Bugs in R
Exploring the history of bugs in R
This post has a relatively long introduction, you can skip and go ahead to the analysis.
I knew about the r-devel (abbreviated Rd) mailing list that is where some discussions about the language happen and I had read that post of the R core requesting help reviewing bug reports and I had requested an account the same day it came out to be able to post on Bugzilla: https://bugs.r-project.org/. But I hadn’t reported any bug or anything, what had I to bring?
After RStudio 2021 I saw announced the https://r-devel.slack.com (you can join via this website) and when I joined I checked some bugs and I found something odd. This lead to the creation of my first R bug: 18055.
Then I thinking about the analysis about package reviews I realized it was analyzing issues. Then it came to me that I could actually also analyse the issues of R, aka bugs reports.
Collecting the data
First was step was collecting the data needed. Similar with the rOpenSci and Bioconductor analysis I knew I might need to create a package or a script just to retrieve the data.

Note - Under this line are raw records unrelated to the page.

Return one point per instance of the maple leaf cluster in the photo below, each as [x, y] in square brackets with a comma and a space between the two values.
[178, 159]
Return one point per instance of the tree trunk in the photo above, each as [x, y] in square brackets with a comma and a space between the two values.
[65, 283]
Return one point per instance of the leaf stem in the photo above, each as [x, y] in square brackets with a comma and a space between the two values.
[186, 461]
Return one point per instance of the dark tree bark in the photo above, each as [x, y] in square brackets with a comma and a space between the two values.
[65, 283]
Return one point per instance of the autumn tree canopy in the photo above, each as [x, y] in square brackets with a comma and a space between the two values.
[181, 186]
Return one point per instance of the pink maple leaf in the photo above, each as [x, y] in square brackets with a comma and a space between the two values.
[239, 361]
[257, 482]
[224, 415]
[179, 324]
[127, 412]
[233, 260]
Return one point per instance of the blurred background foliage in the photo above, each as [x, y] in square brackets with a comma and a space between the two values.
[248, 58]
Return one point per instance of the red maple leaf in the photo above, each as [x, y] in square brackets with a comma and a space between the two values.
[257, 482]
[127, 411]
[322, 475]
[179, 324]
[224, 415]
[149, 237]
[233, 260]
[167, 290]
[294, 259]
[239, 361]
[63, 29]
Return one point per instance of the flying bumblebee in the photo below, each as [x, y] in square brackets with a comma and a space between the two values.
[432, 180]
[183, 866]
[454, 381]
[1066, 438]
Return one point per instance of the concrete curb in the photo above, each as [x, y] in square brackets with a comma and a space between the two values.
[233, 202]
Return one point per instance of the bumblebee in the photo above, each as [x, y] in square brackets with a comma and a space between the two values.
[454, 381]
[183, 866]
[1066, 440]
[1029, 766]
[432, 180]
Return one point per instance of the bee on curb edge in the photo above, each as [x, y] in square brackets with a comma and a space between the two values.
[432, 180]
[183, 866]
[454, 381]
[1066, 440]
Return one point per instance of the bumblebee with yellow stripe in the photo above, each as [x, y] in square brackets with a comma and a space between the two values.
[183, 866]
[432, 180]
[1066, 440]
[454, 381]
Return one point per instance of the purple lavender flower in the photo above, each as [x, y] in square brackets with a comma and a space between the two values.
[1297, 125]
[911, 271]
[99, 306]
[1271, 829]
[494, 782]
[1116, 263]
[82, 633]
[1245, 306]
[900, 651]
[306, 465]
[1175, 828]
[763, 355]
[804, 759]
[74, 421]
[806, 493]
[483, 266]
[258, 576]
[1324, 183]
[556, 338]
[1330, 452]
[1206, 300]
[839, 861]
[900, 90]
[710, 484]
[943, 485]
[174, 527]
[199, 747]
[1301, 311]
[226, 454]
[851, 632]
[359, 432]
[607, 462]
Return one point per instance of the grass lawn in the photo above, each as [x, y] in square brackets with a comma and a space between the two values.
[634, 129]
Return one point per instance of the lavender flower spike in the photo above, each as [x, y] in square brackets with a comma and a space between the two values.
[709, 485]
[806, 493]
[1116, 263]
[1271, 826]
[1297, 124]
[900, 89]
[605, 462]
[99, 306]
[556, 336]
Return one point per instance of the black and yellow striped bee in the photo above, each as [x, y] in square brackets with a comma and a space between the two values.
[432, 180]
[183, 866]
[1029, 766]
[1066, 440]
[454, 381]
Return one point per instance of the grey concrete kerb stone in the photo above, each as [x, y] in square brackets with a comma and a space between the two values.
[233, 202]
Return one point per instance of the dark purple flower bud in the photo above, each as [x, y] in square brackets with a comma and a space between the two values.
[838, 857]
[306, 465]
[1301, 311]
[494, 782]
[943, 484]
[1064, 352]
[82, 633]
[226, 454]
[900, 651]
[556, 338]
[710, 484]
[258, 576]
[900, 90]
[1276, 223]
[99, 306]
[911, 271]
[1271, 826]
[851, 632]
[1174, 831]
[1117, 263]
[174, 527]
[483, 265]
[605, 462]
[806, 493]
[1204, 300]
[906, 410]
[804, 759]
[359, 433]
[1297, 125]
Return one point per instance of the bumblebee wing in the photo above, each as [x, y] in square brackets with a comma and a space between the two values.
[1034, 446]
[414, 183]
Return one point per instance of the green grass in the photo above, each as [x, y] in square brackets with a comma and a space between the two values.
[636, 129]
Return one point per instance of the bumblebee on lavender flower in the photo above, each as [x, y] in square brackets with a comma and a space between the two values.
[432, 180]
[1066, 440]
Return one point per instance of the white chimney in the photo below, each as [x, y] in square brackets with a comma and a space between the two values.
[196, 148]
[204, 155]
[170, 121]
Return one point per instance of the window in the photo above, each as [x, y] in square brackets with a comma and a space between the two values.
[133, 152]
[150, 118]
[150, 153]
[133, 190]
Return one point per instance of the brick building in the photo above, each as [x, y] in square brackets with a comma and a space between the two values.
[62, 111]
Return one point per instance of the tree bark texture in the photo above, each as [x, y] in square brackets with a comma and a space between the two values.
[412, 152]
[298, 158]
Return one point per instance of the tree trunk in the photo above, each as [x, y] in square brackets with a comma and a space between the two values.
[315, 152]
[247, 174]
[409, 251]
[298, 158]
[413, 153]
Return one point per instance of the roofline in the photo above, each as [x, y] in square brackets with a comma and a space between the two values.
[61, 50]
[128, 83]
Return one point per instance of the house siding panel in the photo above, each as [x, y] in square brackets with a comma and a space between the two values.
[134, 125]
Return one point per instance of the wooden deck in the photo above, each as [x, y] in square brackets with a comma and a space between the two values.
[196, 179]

I found somehow that it reports some data as xml and I though I could use that. But exploring the documentation I found it had an API that could be used to retrieve data. It required authentication to interact with the API. Instead of putting me off it made it a reasonable challenge and progression. If previously I used the gh package to authenticate and retrieve the raw data this time I had to learn how to authenticate to an API. I already developed a package that uses a poorly explained API to retrieve documents and adding a new step to authenticate requests was a small enough step.
I also found a package, bugtractr, that did this already but I had some problems using it and didn’t use authenticated requests to get the data. This meant it couldn’t retrieve all data I wanted. So I went on developing my own package to interact with Bugzilla’s API.
As I was learning to interact with API and I wanted to make it useful for the R community I looked at how to make that. Lukyly for me at the time I was doing this, I found the book HTTP testing in R, which was still under heavy writing but almost complete, and started reading and using its helpful advice to learn. One of the first recommendations was to contact with the API providers, so I email the R core about my intentions.
They raised some concerns: - Impact on the load of the machine. - if the API is robust enough. - However, semi-automating report submissions needs more thought.
Yes, at that time I had realized that the API allows to submit bug reports on the database (comments and attachments too), so I thought it could be an easy way to help people submit more bugs: submitting bugs from R itself.
After some exchanges about why, and how I was trying to retrieve data from Bugzilla I was deferred Simon Urbanek.
By that time I already posted about this on R-devel and got some interest from R contributing working group to which I presented the idea on March 12 (One month after the first commit on the package).
It was suggested on that meeting to present a Google Summer of Code1 project which closed the project submission period shortly after. Soon two students contacted me and Heather Turner, who agreed to co-mentor the project, to write a proposal to work on my project.
By that time Simon kindly provided a database dump (without the user list) due to concerns on privacy and load on the server (which I found it can return different results on the same query), and provided the id of R core members.
This is a mix of analysis for three several purposes:
- To understand what is going on with bug reports.
- To understand how to make better bug reports to help bug submissions via bugRzilla.
- To help the R contributor working group and R forwards to identify contributors.
- To help the R core team identifying possible areas of improvements.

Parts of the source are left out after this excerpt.